Como fundamento da sua pretensão, o Requerente alega, em suma, a preterição de formalidades legais no procedimento inspetivo, por errónea qualificação e quantificação dos factos tributários, bem como por dúvida sobre a existência e quantificação do facto tributário por erro nos pressupostos de facto e de direito, bem como por omissão de fundamentação e violação do princípio da capacidade contributiva. Considera o Requerente que a liquidação em crise resultou de um procedimento inspetivo que assumiu equivocamente a natureza interna, porquanto a Requerida dirigiu-se ao domicílio do Requerente e solicitou o processo de documentação fiscal relativa a esse ano e, com efeito, entende o Requerente que a Requerida preteriu a notificação prévia prevista no artigo 49.º, n.º 1, do RCPITA. Ademais, a Requerente invoca que a Requerida não logrou provar, nos termos do artigo 52.º, n.º 1, do Código do IRS, a divergência entre o valor declarado e o valor real das participações sociais alienadas. Por fim, alega a falta de fundamentação do ato tributário, bem como a violação do princípio da capacidade contributiva.
Foi proferido despacho arbitral, tendo em vista a notificação do dirigente máximo do serviço da administração tributária para, no prazo de 30 dias, apresentar resposta e solicitar a produção de prova adicional.
A Requerida apresentou a sua resposta, tendo aí alegado, por exceção, que o IRS, constitui receita fiscal da Região Autónoma da Madeira, conforme decorre da norma do artigo 112.º, n.º 1 alínea a), da Lei n.º 130/99, de 1999-08-21, (“Estatuto Político-Administrativo da Região Autónoma da Madeira”).
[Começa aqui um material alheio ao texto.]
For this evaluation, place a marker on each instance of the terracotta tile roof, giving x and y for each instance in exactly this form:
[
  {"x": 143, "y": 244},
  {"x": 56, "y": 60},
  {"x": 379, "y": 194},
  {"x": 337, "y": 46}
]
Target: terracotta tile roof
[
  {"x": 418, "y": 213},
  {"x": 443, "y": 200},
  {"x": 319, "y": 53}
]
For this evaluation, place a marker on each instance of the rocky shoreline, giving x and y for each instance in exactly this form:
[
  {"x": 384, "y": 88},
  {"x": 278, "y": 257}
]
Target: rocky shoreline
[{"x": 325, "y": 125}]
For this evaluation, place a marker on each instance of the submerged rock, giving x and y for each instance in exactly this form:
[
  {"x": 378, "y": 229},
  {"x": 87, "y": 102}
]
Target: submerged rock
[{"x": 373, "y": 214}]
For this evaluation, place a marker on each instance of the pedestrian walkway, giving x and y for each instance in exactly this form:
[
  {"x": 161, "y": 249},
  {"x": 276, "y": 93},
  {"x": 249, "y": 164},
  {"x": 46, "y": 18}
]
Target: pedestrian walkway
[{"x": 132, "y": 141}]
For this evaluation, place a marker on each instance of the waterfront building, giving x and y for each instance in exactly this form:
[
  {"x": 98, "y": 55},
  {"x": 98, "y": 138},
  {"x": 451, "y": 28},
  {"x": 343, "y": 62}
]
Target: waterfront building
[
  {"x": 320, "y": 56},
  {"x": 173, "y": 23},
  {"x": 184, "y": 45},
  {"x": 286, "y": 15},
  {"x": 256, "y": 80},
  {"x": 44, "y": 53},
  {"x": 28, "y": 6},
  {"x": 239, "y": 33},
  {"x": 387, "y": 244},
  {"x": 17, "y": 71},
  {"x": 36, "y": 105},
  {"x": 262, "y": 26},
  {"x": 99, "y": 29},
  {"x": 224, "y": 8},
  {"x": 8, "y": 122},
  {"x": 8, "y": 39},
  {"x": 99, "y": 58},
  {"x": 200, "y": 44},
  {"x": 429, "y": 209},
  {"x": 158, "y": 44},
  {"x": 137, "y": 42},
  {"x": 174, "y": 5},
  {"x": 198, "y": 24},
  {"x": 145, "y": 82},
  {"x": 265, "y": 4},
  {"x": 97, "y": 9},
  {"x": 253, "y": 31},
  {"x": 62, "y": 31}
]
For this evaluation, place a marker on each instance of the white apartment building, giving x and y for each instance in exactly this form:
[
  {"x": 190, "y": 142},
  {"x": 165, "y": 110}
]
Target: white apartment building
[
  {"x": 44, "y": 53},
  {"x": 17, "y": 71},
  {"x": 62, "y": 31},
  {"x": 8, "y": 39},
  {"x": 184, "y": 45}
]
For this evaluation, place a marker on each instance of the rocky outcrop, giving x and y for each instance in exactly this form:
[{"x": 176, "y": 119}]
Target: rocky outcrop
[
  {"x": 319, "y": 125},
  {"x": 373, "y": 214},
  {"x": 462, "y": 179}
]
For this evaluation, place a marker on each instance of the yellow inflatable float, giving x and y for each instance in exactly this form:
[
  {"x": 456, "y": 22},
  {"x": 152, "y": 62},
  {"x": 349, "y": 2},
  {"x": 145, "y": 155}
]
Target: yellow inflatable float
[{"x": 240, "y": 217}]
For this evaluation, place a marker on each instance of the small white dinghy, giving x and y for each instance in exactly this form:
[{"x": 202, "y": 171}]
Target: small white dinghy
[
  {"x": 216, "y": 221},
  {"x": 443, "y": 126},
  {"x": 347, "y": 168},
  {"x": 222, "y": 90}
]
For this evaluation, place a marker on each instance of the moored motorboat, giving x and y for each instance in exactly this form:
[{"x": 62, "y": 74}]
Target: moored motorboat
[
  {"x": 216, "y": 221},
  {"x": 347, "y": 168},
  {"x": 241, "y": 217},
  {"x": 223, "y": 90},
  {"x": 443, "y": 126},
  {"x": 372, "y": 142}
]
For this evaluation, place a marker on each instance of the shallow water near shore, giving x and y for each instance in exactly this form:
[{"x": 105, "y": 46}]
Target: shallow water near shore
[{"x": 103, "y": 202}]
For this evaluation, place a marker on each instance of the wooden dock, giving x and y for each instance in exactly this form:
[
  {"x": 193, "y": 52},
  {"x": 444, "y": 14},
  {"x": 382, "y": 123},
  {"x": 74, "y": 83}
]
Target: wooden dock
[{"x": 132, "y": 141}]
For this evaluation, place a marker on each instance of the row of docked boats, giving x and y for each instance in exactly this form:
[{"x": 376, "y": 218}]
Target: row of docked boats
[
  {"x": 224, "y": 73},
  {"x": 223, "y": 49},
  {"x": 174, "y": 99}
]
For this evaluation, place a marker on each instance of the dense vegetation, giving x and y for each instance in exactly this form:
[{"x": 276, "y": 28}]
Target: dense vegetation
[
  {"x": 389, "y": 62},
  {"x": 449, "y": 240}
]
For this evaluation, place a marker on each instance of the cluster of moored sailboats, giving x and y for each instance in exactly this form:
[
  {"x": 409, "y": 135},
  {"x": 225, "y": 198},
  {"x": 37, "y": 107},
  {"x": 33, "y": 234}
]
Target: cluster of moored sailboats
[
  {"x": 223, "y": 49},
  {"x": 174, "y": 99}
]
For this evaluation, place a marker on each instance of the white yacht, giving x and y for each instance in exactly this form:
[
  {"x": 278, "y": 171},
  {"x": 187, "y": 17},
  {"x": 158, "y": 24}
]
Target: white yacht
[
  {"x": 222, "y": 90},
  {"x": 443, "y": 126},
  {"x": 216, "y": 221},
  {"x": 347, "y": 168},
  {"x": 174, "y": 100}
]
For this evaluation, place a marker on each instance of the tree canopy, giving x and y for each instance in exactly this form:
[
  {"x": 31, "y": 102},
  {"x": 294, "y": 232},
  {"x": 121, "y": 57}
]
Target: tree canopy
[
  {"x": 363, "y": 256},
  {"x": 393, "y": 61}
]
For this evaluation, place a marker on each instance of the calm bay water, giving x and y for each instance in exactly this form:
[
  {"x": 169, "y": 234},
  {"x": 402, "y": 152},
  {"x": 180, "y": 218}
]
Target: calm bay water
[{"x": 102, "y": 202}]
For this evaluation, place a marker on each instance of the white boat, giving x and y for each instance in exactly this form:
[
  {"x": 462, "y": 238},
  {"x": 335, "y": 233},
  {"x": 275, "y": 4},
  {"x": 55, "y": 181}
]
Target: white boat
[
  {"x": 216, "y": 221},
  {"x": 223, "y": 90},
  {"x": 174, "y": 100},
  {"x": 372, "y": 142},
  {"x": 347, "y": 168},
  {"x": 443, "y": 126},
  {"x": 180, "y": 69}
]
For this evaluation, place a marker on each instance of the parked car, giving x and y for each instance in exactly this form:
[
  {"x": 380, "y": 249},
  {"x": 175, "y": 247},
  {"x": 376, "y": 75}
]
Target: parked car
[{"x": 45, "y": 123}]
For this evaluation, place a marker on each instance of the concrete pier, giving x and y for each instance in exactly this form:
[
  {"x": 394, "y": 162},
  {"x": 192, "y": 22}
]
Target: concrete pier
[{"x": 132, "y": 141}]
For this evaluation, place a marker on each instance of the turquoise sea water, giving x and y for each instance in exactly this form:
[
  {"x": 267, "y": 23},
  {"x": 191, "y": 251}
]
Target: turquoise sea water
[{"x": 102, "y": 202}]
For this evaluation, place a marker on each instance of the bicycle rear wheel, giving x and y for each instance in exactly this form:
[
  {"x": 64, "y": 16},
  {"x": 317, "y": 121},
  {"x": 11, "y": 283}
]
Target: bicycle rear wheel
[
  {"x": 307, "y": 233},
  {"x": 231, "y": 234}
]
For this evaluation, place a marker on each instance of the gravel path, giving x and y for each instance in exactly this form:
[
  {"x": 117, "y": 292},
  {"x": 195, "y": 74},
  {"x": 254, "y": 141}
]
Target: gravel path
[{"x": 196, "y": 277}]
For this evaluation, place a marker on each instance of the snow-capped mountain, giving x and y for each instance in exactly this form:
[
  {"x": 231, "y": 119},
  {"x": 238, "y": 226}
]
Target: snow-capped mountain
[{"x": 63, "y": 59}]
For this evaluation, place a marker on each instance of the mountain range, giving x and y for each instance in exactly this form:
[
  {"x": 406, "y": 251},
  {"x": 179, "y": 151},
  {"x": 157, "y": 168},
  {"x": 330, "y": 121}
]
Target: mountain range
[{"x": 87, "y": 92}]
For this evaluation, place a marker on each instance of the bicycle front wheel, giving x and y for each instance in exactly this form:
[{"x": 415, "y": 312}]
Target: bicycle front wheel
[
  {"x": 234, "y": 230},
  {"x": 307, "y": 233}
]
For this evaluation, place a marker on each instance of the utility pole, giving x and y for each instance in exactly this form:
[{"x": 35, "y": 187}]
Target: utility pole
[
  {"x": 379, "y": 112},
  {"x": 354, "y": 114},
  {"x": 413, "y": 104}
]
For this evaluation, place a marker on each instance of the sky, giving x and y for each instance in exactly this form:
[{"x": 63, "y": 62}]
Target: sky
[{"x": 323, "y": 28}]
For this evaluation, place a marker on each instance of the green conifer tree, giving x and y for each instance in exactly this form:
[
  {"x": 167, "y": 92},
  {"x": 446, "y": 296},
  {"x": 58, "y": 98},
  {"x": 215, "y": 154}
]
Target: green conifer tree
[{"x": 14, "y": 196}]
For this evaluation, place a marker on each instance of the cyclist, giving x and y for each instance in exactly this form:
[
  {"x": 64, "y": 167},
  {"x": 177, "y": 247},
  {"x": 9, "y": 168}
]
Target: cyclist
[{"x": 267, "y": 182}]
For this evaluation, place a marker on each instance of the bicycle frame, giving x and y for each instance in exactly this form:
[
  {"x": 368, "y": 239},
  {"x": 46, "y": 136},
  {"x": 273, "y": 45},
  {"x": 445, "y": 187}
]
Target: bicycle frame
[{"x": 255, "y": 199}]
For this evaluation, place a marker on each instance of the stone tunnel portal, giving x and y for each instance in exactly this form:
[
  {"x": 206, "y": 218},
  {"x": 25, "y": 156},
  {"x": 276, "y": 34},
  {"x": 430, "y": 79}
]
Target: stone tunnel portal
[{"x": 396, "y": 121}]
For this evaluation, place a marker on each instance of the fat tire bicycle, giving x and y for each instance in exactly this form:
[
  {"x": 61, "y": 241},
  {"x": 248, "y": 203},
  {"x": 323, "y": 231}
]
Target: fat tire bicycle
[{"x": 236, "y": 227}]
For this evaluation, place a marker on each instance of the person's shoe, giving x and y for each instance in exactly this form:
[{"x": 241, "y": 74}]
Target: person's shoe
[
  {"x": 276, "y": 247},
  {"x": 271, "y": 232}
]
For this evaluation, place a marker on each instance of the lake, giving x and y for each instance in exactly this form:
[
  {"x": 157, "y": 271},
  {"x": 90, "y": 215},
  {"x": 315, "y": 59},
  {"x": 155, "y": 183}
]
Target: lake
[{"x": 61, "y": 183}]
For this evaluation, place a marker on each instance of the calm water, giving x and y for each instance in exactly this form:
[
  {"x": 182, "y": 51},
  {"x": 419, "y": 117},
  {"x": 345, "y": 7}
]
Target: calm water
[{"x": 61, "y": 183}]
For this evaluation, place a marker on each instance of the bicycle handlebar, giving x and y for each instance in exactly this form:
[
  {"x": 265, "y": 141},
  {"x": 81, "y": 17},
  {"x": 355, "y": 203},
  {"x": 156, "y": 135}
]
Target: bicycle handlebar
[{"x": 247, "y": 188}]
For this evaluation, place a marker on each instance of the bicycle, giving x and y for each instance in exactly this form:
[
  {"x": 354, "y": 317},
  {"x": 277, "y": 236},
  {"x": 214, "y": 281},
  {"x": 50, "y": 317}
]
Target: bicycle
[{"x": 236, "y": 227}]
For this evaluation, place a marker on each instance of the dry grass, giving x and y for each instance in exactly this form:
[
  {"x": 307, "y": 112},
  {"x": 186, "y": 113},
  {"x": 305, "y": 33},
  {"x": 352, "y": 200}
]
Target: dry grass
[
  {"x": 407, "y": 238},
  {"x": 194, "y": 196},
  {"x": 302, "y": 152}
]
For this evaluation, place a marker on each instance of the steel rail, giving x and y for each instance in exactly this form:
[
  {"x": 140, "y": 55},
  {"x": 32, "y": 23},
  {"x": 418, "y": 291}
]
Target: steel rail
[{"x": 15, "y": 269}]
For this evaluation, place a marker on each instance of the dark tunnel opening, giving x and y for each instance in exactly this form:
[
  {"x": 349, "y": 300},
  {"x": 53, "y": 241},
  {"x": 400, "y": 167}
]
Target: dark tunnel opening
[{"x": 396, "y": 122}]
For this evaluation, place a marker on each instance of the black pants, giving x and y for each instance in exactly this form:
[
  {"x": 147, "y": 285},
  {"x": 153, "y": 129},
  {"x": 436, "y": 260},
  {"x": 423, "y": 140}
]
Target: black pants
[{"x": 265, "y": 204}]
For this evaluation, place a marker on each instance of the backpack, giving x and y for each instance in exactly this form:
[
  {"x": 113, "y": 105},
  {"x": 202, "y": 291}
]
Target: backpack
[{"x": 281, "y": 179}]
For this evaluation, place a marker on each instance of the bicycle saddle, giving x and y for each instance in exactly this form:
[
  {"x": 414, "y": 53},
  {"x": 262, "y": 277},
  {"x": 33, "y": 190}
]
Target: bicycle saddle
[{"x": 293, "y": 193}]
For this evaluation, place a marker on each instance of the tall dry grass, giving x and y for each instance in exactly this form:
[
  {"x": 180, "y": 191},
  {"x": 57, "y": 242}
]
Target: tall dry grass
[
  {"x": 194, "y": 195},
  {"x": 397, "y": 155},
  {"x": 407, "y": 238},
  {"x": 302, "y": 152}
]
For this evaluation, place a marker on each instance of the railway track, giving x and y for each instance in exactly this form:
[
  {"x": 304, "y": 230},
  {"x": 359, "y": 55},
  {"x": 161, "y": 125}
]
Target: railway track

Por seu turno, salienta a atribuição da receita fiscal do IRS à Região Autónoma da Madeira (“RAM”), relativa às pessoas singulares que sejam consideradas fiscalmente residentes em cada região, independentemente do local em que exerçam a respetiva atividade, de acordo com o preceito estipulado no artigo 25.º, alínea a), da Lei das Finanças das Regiões Autónomas (“LFRA”) e da Lei Orgânica n.º 2/2013, de 2013-09-02, (“LO”). Conclui a Requerida pela incompetência do presente Tribunal Arbitral para apreciar o presente pedido em virtude da vinculação e correspondente competência dos tribunais arbitrais vincular apenas a AT, único serviço do Ministério das Finanças vinculado, já que o Ministério das Finanças integra a AT, mas não integra a Autoridade Tributária e Assuntos Fiscais da Região Autónoma da Madeira (“AT-RAM”). Por outro lado, defende a Requerida, por exceção, que o procedimento inspetivo não enferma de qualquer vício formal que afete a liquidação em crise.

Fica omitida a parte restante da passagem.